The lead plaintiff for the case, titled
Operating Engineers Construction Industry and Miscellaneous Pension Fund v. Neogen Corporation, is being sought by September 16, 2025. This legal battle arises due to alleged misleading statements made by Neogen’s executives regarding the integration of their company with the Food Safety Division of 3M, which led investors to believe that the merger was progressing more positively than it truly was.

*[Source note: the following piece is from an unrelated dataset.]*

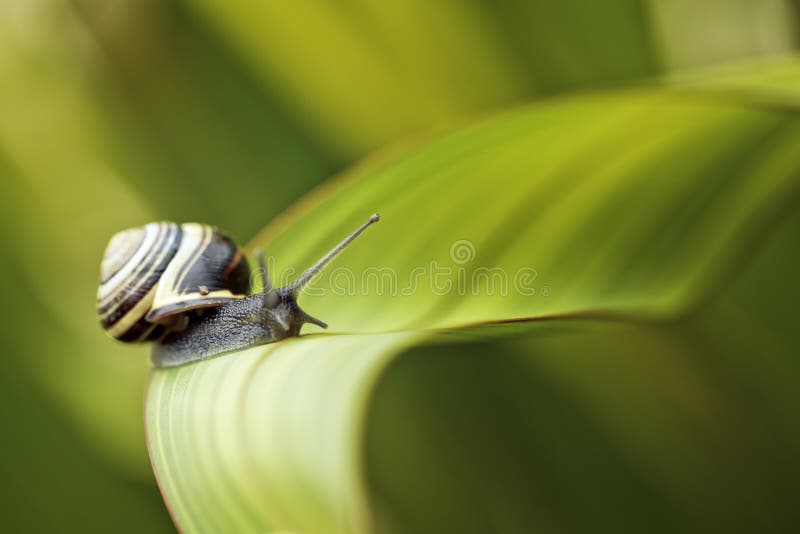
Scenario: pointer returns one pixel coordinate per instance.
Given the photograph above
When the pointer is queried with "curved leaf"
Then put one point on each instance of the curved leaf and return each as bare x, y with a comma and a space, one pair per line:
629, 203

Background of the Allegations
In December 2021, Neogen Corporation announced a merger with 3M’s Food Safety Division, with the transaction closing in September 2022. The lawsuit claims that throughout the class period, Neogen and its executives failed to disclose critical issues related to this integration. Despite emerging inefficiencies from the merger, executives allegedly reassured investors without adequate transparency about these challenges.

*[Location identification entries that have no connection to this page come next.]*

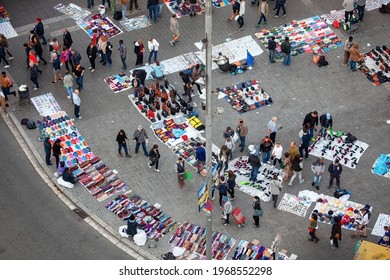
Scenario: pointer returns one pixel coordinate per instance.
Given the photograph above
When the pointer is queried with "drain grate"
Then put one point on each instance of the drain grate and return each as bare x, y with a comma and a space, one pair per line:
80, 213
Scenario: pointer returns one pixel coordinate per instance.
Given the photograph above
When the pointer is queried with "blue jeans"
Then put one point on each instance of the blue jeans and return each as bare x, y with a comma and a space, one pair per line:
80, 82
352, 65
151, 54
123, 59
286, 59
265, 156
317, 180
153, 9
254, 172
124, 146
271, 56
143, 148
70, 91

Financial results released by Neogen reveal a troubling trend following the merger. On January 10, 2025, the company disclosed not only a significant GAAP net income loss due to a $461 million impairment charge related to the acquisition but also a reduction in their fiscal year 2025 revenue guidance. They admitted to internally controlled weaknesses regarding their financial reporting as of November 30, 2024, which they drew no attention to until publicly revealed.
Additionally, on April 9, 2025, Neogen reported a $11 million loss in their third quarter, including a worrying 3.4% decline in revenue, a trend attributed to ongoing integration issues. The announcement of CEO John Adent stepping down created further panic, contributing to a significant fall in stock price by 28%. This dramatic shift raises serious concerns from investors regarding the management’s competency and transparency.
Investor Action
Investors impacted by these developments are encouraged to seek appointment as lead plaintiff, which allows them to lead the charge in this class action against Neogen Corporation. As highlighted, being a lead plaintiff holds substantial importance but does not affect the ability of all investors to share in possible recoveries from the lawsuit.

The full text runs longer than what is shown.